In the Studio: Matisse by Henri Cartier-Bresson
While on the run, having escaped a German labour camp, the Magnum co-founder observed the artist at work
In the Studio is a series dedicated to the photographic documentation of artists within their workspaces. Over more than seven decades Magnum’s member photographers have captured images of the inner sanctums of many artists, often forging long-standing working or creative partnerships with them in the process. The images made in the studios of artists, in the company of their creatively imposing occupiers, reveal everything from insights on techniques and fabrication processes to illuminating clutter, reassuringly normal mess, and hints at the personal lives of individuals beyond their well known artistic output.
You can see other stories from the In the Studio series, here.
Henri Cartier-Bresson’s relationship with the artist Henri Matisse began in unusual circumstances. Taken as a prisoner of war by the Germans in 1940, Cartier-Bresson escaped from a work camp on his third attempt in 1943 and went on to join an underground organization assisting prisoners. During this time, while the 36-year-old was hiding out in France, he was asked by the publisher Pierre Braun to photograph writers and artists for a book project that never materialized. This assignment led Cartier-Bresson met some of the most prominent creative figures of the period. One of them was Matisse.

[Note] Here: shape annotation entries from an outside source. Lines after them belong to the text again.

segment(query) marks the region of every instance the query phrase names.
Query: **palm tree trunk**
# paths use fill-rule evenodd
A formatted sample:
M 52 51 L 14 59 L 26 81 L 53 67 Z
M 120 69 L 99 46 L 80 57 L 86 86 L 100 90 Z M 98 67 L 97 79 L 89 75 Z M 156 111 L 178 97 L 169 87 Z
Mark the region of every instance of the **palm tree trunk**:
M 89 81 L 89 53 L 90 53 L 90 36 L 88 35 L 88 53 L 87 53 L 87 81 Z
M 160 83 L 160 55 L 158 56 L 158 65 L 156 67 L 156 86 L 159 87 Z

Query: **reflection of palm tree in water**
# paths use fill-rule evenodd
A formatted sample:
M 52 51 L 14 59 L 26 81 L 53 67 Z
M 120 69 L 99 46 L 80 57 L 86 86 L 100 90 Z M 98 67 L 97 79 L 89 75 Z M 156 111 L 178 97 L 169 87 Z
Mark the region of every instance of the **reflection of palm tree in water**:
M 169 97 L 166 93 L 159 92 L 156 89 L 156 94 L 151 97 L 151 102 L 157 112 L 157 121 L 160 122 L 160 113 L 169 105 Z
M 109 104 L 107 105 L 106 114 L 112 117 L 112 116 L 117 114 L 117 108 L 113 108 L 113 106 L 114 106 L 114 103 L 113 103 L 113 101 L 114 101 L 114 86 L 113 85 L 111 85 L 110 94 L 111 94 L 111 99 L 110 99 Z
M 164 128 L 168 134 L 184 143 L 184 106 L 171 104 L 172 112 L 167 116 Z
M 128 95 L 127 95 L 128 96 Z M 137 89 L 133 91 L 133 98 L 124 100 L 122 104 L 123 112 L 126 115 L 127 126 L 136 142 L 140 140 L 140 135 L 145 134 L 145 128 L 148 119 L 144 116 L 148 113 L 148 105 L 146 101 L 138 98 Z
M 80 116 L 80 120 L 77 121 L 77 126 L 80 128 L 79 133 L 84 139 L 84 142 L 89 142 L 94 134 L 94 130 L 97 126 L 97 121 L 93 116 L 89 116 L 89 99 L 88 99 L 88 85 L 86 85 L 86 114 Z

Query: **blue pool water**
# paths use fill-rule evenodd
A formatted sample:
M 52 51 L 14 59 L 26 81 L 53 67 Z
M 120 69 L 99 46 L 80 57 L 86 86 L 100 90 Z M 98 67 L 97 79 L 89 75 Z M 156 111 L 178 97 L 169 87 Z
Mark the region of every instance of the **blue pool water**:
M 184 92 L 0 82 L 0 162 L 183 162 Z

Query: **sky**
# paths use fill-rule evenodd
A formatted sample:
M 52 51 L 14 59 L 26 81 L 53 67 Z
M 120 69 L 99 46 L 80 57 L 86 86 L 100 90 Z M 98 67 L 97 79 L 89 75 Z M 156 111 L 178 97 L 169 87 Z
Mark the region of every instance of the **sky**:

During 1944 Cartier-Bresson visited Matisse’s villa at Le Rêve, in the Alpes Maritimes region of the country, several times. The artist he met was by that time in his 60s and mostly chair and bed-bound, following a major surgery three years previously. Though his physical restriction was frustrating, for Cartier-Bresson, his art was always designed to soothe an aching body or mind – as Matisse explained: “What I dream of is an art of balance, of purity and serenity devoid of troubling or depressing subject matter – a soothing, calming influence on the mind, rather like a good armchair which provides relaxation from physical fatigue.”
Indeed, despite his declining health, in these photographs we see Matisse still busy sketching and painting the white doves that flap about his sun-lit room, as well as with portraiture – working with his regular models Micaela Avogadro and Lydia Delectorskaya.
Delectorskaya was a young Russian émigré who had been a companion of Matisse’s wife, Amélie, until she discovered the pair’s affair in 1939 and subsequently ended their 41-year marriage. Following the exposing of the affair Delectorskaya attempted suicide, but survived a self-inflicted gunshot wound and returned to working with Matisse for the rest of his life.
For most of the war Matisse remained isolated in his villa in the Alpes-Maritimes, in the extreme south-west of France, nudging the Italian border. Occasionally the artist would spend time in his apartment in Nice, where Cartier-Bresson also photographed him. The photographer said of these visits to the villa: “When I used to go and see Matisse, I’d sit in a corner, I didn’t move, we didn’t talk. It was as if we didn’t exist.” This behavior was typical of the photographer, who had a talent for making people forget he was there.
Cartier-Bresson himself was an artist, having developed a strong fascination with painting from an early age. He had studied with the Cubist artist André Lhote in Chanteloup, France, as well as portraitist Jacques Émile Blanche, before turning to photojournalism in the 1930s. He once dared to show Matisse one of his gouaches and was amused by the sarcastic reply. Matisse apparently told him: “My box of matches doesn’t disturb me any more than what you’ve painted.”
Later, when he showed the mock-up of the Pierre Braun book to Matisse, the painter refused to be in it. “Too soon for the cult of personality,” he said. Despite this rebuff, in 1952, thanks to the editor Tériade, it was Matisse who created the original paper cut image that was used on the cover of Cartier-Bresson’s now essential book, The Decisive Moment.